Complete the `sample` function of the `JetGPT` class. This time you need to use the sample function of the `Distribution` object.

In [None]:
with torch.no_grad():
    sample = jet_gpt.sample(100000).cpu().numpy()
sample_pp = invert_preprocessing(sample * train_std + train_mean)
gen_event_im, gen_pt = get_obs(sample_pp)
test_event_im, test_pt = get_obs(test_data)

### Study the results

In [None]:
fig, axs = plt.subplots()

bins = np.linspace(0,200,50)
axs.hist(sample_pp[:,0], bins=bins, density=True, histtype="step", label="generated")
axs.hist(test_data[:,0], bins=bins, density=True, histtype="step", label="truth")

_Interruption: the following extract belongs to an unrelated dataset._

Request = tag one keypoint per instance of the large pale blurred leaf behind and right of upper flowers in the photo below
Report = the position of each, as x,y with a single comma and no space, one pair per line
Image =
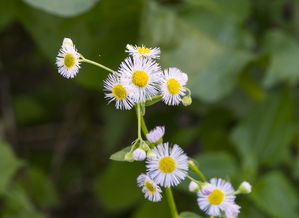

axs.set_xlabel("$E_1$ (GeV)")
axs.set_ylabel("normalized")
axs.legend()
plt.show()

In [None]:
fig, axs = plt.subplots()

bins = np.linspace(0, 70, 50)
axs.hist(gen_pt, bins=bins, density=True, histtype="step", label="generated")
axs.hist(test_pt, bins=bins, density=True, histtype="step", label="truth")

axs.set_xlabel("$p_T$ (GeV)")
axs.set_ylabel("normalized")
axs.legend()
plt.show()

In [None]:
fig, axs = plt.subplots()

bins = np.linspace(60, 120, 50)
axs.hist(gen_event_im, bins=bins, density=True, histtype="step", label="generated")
axs.hist(test_event_im, bins=bins, density=True, histtype="step", label="truth")

axs.set_xlabel("$m_{\mu\mu}$ (GeV)")
axs.set_ylabel("normalized")
axs.legend()
plt.show()

### Bonus exercises

#### Exercise A

Make plots for some more observables, for example $\phi$ or $\eta$. Which ones are easy for the network and which ones are more difficult?

#### Exercise B

Play around with the hyperparameters of the network. Which ones have a large impact on the performance?

#### Exercise C

Since our generative transformer is autoregressive, it makes a difference which order we choose for the input features. Try a different ordering and see if it makes a difference.

#### Exercise D

We can even randomize the order of the components during the training and train the network for arbitrary orders. The positional encoding ensures that every component is in the right place in the end. Implement that for our JetGPT training.